Aaron, Before taking your word for it, I would like to hear more about how your benchmarks relate to smart pointers. It sounds reasonable that the kind of lock described will perform badly in high-contention situations. But what evidence do you have that there is any probability of high contention, especially when, as you say, the locks are short-lived? These locks aren't taken every time the smart pointer is accessed; they're only taken when a copy is made. So to get the high contention you speak of, you would have to have two threads repeatedly making copies of the "same" smart pointer. From where I stand, this seems sufficiently rare that the extra performance gain in the common cases is worth it. /Mattias Quoting "Aaron W. LaFramboise" <aaronrabiddog51@aaronwl.com>:
Tyson Whitehead wrote:
while( InterlockedExchange(&m_.l_, 1) ){ // Note: changed to Sleep(1) from Sleep(0). // According to MSDN, Sleep(0) will never yield // to a lower-priority thread, whereas Sleep(1) // will.
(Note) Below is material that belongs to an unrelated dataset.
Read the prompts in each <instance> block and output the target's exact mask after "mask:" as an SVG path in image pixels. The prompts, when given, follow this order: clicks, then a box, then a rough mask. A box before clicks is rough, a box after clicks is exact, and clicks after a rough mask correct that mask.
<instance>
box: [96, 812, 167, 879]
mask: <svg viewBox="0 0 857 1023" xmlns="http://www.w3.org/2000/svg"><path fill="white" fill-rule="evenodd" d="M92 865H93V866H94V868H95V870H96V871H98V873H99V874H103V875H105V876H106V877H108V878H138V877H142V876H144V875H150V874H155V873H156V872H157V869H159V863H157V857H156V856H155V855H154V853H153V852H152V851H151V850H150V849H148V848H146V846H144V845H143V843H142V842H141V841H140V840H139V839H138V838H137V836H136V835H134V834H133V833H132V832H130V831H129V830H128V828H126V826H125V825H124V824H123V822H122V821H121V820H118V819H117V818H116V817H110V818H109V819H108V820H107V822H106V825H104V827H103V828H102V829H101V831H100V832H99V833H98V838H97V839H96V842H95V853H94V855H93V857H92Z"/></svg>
Performance seems not to be affected. Sleep(1); }
For what its worth, while it avoids deadlocking problems, this code is also wrong.
Synchronization code should never sleep. That code above will actually sleep for the minimum amount of time Windows allows, which is usually 10ms. I measured the performance of this spinlock a while back when improvements to GCC's Windows mutexes were being discussed on the MinGW lists, and in some cases where there is substanctial contention over short-lived locks, the performance degradation is quite unacceptable. Certain naïve benchmarks might not notice, though, because during the period waiters are sleeping, the lock will be accessable.
I think the code above could lead to severe slowdowns in some usage cases, and could lead to difficult to diagnose intermittant 'blips' of bad performance in others.
In any case, my point is that spinlocks are always going to be wrong in these sorts of situations unless coupled with some other primative. In fact, spinning at all is usually the wrong thing to do. On single CPU systems, it is always a waste of precious time. On multi CPU systems, it can cause very undesirable memory bus slowdowns.
These spinlocks need to be fixed. Is anyone working on this?